Dr. Burbank notes that ASEE’s mission is “about serving the engineering profession through our students.” NCEES’ mission is “to advance licensure for engineers and surveyors in order to safeguard the health, safety, and welfare of the public.” We do not believe our missions are at odds with one another, and we certainly do not believe NCEES’ guidelines are discriminatory when it comes to ensuring the welfare of the public.
There have been a significant number of improvements in engineering education in recent years in how programs are accredited. As the education of engineering students has evolved, so has the licensure process for professional engineers. If there is a belief among ASEE members that ETAC/ABET graduates should be treated as the equivalent of EAC/ABET graduates, we would recommend that ASEE request this matter be placed on the agenda for discussion by ABET’s Engineering Technology Area Delegation. NCEES would welcome the opportunity for further discussion on this topic.
Patrick Tami, PLS
ASEE Should Stand Up for ET Programs
I enjoyed Ken Burbank’s article concerning the treatment of engineering technology (ET) graduates within ASEE. From my experience, I have found the (ABET) Engineering Accreditation Commission (EAC) representatives a bit aloof when on dual visits with Engineering Technology Accreditation (ETAC) reps. I’m not sure of the reason—perhaps the greater number of academic Ph.D.s—but it is obvious.

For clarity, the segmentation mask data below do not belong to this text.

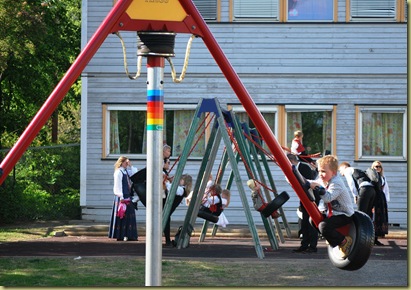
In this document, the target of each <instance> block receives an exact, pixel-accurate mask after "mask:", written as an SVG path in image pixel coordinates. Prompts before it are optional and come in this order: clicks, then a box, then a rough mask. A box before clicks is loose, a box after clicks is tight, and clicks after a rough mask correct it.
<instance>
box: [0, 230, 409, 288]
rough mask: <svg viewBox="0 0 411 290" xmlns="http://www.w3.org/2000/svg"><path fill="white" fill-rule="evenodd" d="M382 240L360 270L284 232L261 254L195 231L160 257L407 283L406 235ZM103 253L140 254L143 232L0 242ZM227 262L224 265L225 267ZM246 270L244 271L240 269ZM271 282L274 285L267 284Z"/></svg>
mask: <svg viewBox="0 0 411 290" xmlns="http://www.w3.org/2000/svg"><path fill="white" fill-rule="evenodd" d="M381 242H383V243H384V244H385V245H386V246H384V247H381V246H380V247H379V246H375V247H374V248H373V249H372V252H371V256H370V258H369V260H368V262H367V263H366V264H365V265H364V266H363V267H362V268H361V269H359V270H356V271H344V270H340V269H338V268H336V267H335V266H333V265H332V263H331V261H330V260H329V258H328V254H327V248H326V244H325V241H324V240H320V241H319V244H318V252H317V253H310V254H301V253H293V252H292V249H295V248H298V246H299V245H300V240H299V239H297V238H286V239H285V243H281V242H280V243H279V249H277V250H272V249H271V248H270V245H269V242H268V240H267V239H265V238H264V237H262V238H261V245H262V247H263V249H264V256H265V257H264V259H259V258H258V257H257V254H256V250H255V247H254V243H253V240H252V239H251V238H250V237H239V236H238V235H237V236H229V235H224V234H223V233H221V235H217V236H216V237H210V236H207V237H206V239H205V241H204V242H202V243H199V242H198V236H194V237H192V238H191V242H190V246H189V247H188V248H185V249H177V248H166V247H164V248H163V253H162V255H163V256H162V258H163V260H182V259H189V260H195V261H198V260H200V261H212V262H219V263H228V264H229V263H231V262H239V263H244V262H245V263H249V264H250V267H252V265H253V264H254V263H263V264H264V265H265V266H266V269H267V272H266V273H264V276H266V275H272V276H273V281H277V280H279V279H280V277H281V279H282V281H284V280H287V281H289V282H287V285H288V286H317V287H321V286H351V287H360V286H384V287H396V286H403V287H405V286H408V284H409V283H408V251H407V249H408V244H407V242H408V240H407V239H406V238H404V235H400V238H398V237H396V236H395V235H392V237H388V238H384V239H381ZM10 256H12V257H17V256H20V257H23V256H24V257H27V256H29V257H30V256H37V257H46V256H48V257H50V256H52V257H73V258H79V257H81V258H85V257H101V256H103V257H107V256H116V257H118V256H129V257H130V258H138V259H140V258H141V259H144V257H145V237H144V236H141V237H139V241H137V242H118V241H116V240H113V239H108V238H107V237H106V236H103V235H101V234H100V235H77V236H73V235H68V236H61V237H56V236H55V237H49V238H43V239H38V240H32V241H20V242H10V243H0V258H2V257H10ZM229 266H230V265H228V267H229ZM243 274H247V273H243ZM272 286H276V285H272Z"/></svg>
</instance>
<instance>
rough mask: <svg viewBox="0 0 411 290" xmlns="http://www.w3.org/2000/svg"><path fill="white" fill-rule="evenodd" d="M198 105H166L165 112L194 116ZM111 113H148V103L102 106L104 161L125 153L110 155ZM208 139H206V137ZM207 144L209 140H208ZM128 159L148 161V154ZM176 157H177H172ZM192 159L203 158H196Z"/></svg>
mask: <svg viewBox="0 0 411 290" xmlns="http://www.w3.org/2000/svg"><path fill="white" fill-rule="evenodd" d="M197 106H198V104H164V112H165V111H192V112H193V116H194V113H195V111H196V108H197ZM111 111H144V112H146V111H147V103H104V104H102V114H103V118H102V120H103V121H102V123H103V128H102V130H103V131H102V158H103V159H114V158H118V157H120V156H121V155H124V153H120V154H113V153H110V112H111ZM165 130H166V128H163V130H162V131H165ZM205 138H206V137H205ZM206 143H207V138H206ZM127 157H129V158H133V159H146V158H147V154H129V153H128V154H127ZM171 157H175V156H173V155H172V156H171ZM192 158H194V159H195V158H202V157H195V156H192Z"/></svg>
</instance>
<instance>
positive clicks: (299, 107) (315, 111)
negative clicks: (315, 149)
mask: <svg viewBox="0 0 411 290" xmlns="http://www.w3.org/2000/svg"><path fill="white" fill-rule="evenodd" d="M336 110H337V108H336V106H334V105H285V123H284V126H285V128H284V132H285V134H284V136H287V133H288V131H287V130H288V128H287V124H288V115H287V113H288V112H301V113H306V112H321V111H331V119H332V122H333V123H332V125H331V128H332V129H333V130H332V132H331V154H336V153H335V151H336V150H335V149H336V144H335V142H336V140H337V124H335V122H336V118H335V114H336V113H337V111H336Z"/></svg>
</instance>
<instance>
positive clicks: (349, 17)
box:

I could have applied as a program evaluator (PEV) for EAC, but have found my interests more aligned with technology-oriented engineers. Thus, I have spent the past 25 years as an ETAC PEV and a Committee on Engineering Technology Accreditation Activities member, and am now a team chair for ETAC. I have found that ET graduates come up to speed more quickly that EAC engineers; somehow the practical experience of the ET graduate is just better.
It would be nice to see ASEE take a stronger position on the benefits of the ET programs. Otherwise we are doing the ET graduate a disservice.